Dopo una breve sosta nell’Eremo di Sant’Onofrio a Bovezzo, dove esegue alcuni affreschi a contatto diretto con Altobello Melone, Romanino giunge a Padova nel 1513 e vi realizza la Pala di santa Giustina, un’opera che presenta delle affinità con la più nota Pala Martinengo di Lorenzo Lotto, realizzata a Bergamo tra i 1513 e il 1516. Una grande tavola, questa del Lotto, con cui il pittore introduce un linguaggio del tutto nuovo, mai visto prima, mai pensato in terra orobica: quello caldo e suadente della serenissima pittura veneziana, con l’aggiunta però di qualche elemento ironico e scherzoso, cifra inequivocabile della sua mano. E Romanino deve averla certamente osservata.
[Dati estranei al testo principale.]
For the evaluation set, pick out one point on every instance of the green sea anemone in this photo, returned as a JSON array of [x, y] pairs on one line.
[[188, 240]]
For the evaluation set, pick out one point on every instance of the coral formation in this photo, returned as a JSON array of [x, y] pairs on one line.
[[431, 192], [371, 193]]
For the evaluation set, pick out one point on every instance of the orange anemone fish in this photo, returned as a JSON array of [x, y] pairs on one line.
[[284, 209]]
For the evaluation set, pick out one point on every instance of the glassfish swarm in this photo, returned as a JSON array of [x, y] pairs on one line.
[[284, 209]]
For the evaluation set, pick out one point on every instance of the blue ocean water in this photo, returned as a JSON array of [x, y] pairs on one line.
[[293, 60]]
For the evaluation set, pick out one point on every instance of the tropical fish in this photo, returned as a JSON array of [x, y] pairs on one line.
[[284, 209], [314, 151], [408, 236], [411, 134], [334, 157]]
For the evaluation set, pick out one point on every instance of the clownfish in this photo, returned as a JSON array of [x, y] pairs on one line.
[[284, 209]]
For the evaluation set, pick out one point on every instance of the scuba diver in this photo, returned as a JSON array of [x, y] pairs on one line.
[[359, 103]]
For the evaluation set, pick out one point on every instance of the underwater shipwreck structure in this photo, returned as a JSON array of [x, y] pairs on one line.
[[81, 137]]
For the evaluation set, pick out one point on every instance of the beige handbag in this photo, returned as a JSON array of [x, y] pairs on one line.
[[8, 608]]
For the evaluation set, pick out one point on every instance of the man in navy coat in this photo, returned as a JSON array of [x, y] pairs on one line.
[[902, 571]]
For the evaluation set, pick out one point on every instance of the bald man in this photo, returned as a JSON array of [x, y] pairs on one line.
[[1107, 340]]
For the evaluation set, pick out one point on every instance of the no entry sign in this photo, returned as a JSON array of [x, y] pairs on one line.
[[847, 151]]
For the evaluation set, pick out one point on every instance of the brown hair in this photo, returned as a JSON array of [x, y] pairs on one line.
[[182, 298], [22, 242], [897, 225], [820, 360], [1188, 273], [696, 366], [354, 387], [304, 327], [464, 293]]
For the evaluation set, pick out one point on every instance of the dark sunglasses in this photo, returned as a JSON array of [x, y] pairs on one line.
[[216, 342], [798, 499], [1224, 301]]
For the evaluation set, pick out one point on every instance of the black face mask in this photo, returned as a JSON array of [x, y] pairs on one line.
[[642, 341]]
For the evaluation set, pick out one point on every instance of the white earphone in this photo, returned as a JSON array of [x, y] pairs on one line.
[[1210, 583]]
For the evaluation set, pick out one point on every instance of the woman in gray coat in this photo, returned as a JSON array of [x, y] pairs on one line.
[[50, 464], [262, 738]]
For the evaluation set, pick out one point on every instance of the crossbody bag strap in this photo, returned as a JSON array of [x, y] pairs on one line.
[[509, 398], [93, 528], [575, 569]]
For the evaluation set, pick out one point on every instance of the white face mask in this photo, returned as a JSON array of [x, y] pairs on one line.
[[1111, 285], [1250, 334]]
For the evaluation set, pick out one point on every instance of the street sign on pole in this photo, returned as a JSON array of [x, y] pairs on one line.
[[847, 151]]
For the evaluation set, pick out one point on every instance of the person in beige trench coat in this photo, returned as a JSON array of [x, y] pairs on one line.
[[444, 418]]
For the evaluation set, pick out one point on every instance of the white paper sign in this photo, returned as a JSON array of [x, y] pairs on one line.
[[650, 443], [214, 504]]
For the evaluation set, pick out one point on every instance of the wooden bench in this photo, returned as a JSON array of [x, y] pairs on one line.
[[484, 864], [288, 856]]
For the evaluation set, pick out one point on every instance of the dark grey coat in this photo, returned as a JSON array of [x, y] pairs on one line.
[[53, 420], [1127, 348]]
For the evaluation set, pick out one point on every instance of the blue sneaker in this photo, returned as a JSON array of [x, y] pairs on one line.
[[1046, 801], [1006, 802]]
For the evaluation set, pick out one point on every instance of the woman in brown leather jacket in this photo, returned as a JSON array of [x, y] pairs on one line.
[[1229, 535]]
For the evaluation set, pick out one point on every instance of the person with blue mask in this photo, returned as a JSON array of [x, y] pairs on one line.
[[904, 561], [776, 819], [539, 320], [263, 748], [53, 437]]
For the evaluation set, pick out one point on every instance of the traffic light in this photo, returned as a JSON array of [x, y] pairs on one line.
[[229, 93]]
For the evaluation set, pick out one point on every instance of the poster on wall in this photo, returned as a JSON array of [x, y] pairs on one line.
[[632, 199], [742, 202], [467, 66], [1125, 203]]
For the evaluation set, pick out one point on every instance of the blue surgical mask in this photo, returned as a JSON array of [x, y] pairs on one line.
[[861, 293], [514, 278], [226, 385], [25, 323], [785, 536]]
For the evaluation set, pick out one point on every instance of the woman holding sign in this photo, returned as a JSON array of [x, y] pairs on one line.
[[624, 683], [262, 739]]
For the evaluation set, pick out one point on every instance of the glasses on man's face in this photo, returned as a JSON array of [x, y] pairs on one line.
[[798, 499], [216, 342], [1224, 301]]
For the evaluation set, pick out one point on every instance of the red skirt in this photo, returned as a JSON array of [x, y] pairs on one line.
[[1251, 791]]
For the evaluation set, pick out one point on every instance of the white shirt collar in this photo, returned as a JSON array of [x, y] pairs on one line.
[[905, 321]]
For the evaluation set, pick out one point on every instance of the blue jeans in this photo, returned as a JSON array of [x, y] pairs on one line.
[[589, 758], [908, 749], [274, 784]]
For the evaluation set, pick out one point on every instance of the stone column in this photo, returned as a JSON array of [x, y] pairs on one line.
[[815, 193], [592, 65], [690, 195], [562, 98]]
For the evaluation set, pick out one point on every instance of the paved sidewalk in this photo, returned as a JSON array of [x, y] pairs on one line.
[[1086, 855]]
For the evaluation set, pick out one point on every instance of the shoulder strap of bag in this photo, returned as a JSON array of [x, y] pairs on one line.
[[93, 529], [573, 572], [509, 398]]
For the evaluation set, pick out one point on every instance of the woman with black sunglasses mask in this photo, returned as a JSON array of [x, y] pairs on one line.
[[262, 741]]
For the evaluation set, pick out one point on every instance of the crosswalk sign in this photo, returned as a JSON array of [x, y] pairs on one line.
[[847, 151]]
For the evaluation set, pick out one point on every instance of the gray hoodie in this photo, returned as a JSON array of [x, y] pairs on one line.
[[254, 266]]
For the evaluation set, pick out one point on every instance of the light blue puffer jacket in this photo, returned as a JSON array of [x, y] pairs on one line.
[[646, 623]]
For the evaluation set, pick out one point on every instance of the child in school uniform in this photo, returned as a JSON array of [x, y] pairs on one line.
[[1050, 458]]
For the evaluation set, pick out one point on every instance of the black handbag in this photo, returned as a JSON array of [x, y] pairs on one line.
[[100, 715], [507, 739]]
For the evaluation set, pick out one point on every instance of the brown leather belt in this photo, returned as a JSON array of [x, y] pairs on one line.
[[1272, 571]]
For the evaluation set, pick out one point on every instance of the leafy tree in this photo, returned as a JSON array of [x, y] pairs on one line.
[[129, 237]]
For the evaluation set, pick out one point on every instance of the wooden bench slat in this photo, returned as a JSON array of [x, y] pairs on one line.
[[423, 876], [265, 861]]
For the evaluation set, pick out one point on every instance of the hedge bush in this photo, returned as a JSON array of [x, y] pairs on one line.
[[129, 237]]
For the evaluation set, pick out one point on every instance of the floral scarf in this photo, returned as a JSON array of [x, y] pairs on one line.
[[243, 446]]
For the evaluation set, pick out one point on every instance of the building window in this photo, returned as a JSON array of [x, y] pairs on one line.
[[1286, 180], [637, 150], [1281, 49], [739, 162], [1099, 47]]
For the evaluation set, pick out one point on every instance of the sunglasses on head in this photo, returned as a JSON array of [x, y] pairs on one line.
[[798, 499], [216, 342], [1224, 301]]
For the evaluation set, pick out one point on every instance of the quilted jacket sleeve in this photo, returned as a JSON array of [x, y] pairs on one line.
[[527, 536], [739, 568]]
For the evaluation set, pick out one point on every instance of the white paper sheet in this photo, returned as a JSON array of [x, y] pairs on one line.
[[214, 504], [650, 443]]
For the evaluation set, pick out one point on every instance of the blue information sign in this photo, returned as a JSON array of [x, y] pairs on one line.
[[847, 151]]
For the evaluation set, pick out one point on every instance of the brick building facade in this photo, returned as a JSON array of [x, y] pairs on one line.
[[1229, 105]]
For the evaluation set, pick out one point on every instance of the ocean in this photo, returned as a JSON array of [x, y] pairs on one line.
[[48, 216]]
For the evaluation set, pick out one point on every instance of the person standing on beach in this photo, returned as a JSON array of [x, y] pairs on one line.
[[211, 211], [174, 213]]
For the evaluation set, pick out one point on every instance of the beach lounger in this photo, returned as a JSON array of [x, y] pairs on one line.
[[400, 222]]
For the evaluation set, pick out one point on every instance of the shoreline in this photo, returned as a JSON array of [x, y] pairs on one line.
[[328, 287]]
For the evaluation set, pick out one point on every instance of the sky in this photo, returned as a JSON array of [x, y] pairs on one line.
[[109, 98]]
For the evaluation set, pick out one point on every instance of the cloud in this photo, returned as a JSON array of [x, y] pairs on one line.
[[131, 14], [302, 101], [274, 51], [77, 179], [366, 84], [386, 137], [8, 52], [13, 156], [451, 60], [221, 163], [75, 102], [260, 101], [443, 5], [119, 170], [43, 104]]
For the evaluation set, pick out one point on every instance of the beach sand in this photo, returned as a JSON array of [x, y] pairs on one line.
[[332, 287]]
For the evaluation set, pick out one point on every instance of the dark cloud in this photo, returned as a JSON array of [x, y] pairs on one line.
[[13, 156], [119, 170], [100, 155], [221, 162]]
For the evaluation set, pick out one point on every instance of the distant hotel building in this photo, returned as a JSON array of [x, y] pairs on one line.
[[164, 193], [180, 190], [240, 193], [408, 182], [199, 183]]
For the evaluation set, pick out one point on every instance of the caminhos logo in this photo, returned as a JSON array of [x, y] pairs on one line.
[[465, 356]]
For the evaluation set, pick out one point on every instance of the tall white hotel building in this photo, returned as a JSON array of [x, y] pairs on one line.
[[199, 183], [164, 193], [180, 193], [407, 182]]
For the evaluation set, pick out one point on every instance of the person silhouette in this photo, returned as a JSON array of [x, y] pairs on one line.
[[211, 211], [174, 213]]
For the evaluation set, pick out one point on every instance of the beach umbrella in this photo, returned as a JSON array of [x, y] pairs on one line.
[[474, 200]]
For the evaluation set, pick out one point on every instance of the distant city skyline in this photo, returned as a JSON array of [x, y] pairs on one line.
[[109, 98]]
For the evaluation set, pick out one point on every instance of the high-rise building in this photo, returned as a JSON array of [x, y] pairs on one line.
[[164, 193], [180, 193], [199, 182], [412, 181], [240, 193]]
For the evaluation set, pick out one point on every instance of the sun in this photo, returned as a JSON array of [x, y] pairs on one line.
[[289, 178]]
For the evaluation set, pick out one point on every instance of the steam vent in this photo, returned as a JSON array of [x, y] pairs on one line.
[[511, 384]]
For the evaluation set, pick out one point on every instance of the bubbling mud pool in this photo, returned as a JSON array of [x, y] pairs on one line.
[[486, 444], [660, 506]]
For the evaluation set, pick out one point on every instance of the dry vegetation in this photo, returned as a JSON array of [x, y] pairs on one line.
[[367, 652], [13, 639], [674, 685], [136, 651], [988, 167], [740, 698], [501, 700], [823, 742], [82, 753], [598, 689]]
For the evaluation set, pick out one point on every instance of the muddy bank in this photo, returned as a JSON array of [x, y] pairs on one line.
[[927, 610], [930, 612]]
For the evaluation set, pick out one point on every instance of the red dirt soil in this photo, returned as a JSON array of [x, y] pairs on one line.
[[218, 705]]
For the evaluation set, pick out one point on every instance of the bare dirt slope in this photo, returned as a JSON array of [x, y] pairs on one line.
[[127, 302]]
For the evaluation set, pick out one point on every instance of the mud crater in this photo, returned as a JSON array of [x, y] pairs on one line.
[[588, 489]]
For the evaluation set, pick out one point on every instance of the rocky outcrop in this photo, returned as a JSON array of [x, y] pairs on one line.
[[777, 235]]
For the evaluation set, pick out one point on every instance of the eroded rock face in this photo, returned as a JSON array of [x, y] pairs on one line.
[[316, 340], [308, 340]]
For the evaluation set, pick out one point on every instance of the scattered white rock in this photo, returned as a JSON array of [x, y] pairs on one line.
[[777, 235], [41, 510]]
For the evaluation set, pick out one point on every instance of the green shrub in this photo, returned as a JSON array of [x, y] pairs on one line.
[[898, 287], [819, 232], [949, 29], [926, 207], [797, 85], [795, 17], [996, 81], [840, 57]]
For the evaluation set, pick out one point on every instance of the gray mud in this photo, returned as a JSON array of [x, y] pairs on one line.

La Pala di Santa Giustina ha infatti uno schema simile a quello della pala lottesca. Due opere simili, somiglianti, ma quanto lontane l’una dall’altra! Tanto dinamica e giocosa quella del Lotto, quanto composta e concentrata quella del Romanino. Tanto libera nella sintassi la prima, quanto rigorosa la seconda. Lotto si permette di riscrivere la grammatica dell’iconografia tradizionale della sacra conversazione e risistema nello spazio della pittura, a proprio piacimento, tutti gli elementi. Gli angeli che sorreggono la corona non stanno semplicemente a mezz’aria, ma galleggiano attraversati da un fresco vento che muove le loro vesti leggere così come i loro capelli; la Madonna si scompone un po’ e con un gesto della mano cerca di tenere calma la folla di santi lì in basso; il Bambino si contorce e dà la benedizione quasi distrattamente a quei signori incappucciati e in maschera sotto di sé; san Sebastiano si distrae e languido ci guarda perché accortosi della nostra presenza; i puttini ai piedi del trono si divertono perché non riescono a sistemare il lenzuolo sul basamento di marmo bianco. Tutto questo manca nella pala del Romanino: la Madonna sta in alto pensosa sul suo trono; i santi sono concentrati, silenziosi, immobili, soli; gli angeli, ai lati della Vergine, sorreggono la corona e sembrano stanchi per le troppe ore di posa, senza poter batter ciglio né poter sgranchire le gambe; ai piedi del trono non ci sono puttini schiamazzanti, ma un angelo musico, dalle belle forme paffute, con in mano un tamburello che forse non ha mai suonato. Anche l’architettura, nella pala del Romanino, entro cui fanno la loro comparsa le figure, sembra troppo rigida, classica: memoria del Bramante milanese. In Lotto, invece, le forme architettoniche sono più morbide, e i pennacchi ben visibili in alto accompagnano con l’eleganza delle loro geometrie la lirica danza degli angeli.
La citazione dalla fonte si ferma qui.